Naturwaldentwicklung in den Rheinauen


Stiel-Eiche (Quercus robur) in der Krautschicht
Stiel-Eiche (Quercus robur) in der Krautschicht


Hartholzauen unterliegen aufgrund ihres hohen ökologischen Wertes und ihrer Gefährdung einem besonderen Schutz. Sie gehören zum Lebensraumtyp 91F0 der FFH-Richtlinie und zählen zu den besonders geschützten Biotopen nach § 30 Bundesnaturschutzgesetz.

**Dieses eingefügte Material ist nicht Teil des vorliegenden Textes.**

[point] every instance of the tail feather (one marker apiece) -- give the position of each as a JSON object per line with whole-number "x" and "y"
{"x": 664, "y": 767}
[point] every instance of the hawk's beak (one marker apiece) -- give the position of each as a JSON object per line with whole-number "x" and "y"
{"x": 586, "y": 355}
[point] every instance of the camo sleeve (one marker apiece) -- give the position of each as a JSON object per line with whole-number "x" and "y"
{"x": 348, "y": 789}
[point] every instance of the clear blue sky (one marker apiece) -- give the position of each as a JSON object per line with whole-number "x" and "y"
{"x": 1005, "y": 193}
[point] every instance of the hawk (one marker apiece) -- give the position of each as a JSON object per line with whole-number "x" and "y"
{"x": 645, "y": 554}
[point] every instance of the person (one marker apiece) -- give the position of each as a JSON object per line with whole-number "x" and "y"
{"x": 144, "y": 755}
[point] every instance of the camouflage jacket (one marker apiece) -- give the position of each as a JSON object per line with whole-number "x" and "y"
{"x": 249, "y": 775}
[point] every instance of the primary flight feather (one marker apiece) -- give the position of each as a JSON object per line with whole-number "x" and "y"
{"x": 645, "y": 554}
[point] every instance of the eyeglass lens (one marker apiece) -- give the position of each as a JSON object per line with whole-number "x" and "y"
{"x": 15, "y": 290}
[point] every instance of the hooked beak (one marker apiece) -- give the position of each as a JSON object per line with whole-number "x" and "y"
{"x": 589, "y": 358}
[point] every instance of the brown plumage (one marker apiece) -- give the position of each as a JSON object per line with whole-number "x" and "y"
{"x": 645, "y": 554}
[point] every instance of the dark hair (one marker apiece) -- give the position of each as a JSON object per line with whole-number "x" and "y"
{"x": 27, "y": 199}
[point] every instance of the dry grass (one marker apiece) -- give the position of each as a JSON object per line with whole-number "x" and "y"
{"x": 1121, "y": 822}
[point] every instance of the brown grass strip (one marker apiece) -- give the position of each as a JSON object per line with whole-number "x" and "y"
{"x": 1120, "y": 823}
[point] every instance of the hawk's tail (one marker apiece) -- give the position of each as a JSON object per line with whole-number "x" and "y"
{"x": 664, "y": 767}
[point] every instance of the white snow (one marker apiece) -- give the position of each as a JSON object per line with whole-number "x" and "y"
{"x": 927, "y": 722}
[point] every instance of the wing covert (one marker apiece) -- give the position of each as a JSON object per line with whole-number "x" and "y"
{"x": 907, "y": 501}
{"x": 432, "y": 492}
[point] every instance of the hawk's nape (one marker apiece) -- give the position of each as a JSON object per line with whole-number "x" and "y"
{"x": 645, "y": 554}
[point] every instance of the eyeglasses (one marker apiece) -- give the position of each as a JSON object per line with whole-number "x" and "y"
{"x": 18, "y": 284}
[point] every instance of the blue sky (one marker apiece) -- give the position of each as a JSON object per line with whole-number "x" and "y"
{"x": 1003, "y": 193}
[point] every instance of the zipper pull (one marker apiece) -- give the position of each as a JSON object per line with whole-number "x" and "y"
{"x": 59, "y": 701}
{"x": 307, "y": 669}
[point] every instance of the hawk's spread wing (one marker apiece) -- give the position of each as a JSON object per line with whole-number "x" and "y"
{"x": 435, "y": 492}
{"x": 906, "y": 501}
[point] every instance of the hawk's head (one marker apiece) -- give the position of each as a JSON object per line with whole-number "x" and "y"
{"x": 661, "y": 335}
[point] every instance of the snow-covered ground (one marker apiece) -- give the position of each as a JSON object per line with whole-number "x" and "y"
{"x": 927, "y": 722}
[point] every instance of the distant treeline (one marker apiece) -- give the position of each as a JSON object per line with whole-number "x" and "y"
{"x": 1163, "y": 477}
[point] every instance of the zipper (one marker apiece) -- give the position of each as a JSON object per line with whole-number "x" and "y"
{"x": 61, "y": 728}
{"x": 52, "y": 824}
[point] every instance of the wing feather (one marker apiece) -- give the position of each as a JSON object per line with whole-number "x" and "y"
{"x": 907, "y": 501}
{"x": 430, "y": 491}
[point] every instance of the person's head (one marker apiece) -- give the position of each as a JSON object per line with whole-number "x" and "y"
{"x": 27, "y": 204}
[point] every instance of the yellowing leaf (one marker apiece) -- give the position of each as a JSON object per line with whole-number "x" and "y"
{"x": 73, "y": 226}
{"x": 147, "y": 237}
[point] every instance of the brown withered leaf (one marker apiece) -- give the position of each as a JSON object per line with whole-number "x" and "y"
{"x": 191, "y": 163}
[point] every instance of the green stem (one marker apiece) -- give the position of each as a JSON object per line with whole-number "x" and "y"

Der untersuchte südliche Speyerer Rheinauenwald wurde erst kürzlich (2015) aus der forstwirtschaftlichen Nutzung genommen. Zusätzlich hat der Stadtrat beschlossen, für den Zeitraum der laufenden Forsteinrichtungsperiode (2015-2025) ein kontinuierliches Monitoring von fachkundiger Seite durchzuführen, um die natürliche Waldentwicklung zu begleiten. Im Jahr 2010 wurden vor diesem Hintergrund bereits Kartierungen der Frühjahrsgeophyten, Auenamphibien und Vögel durchgeführt. Diese Untersuchungen bilden Ausgangspunkt meiner Masterarbeit, in der ich Veränderungen in der Krautschicht untersucht und Empfehlungen für ein zukünftiges Monitoringprogramm abgeleitet habe. Ein besonderer Fokus lag dabei auf der Kartierung der Frühjahrsgeophyten und der Verjüngung der Stieleiche in der Krautschicht. Von der Gesamtfläche des südlichen Speyerer Auenwalds (149,2 ha) habe ich für die Kartierung im Jahr 2018 und für die Lage der Vegetationsaufnahmen jeweils eine Fläche mit FFH Lebensraumtyp 91F0 mit hervorragendem (A), guten (B) und schlechtem (C) Erhaltungszustand, sowie zwei Flächen ohne kartiertem LRT (davon ein Pappelwald) ausgewählt.

Flächendeckender Bestand des Geophyten Bärlauch (Allium ursinum)
Flächendeckender Bestand des Geophyten Bärlauch (Allium ursinum)

Im April 2018 habe ich eine Bestandserfassung von 12 Frühjahrsgeophyten durchgeführt. Die ausgewählten Flächen wurden einmalig abgelaufen und das Arteninventar sowie die Häufigkeitsstufen der einzelnen Arten erfasst.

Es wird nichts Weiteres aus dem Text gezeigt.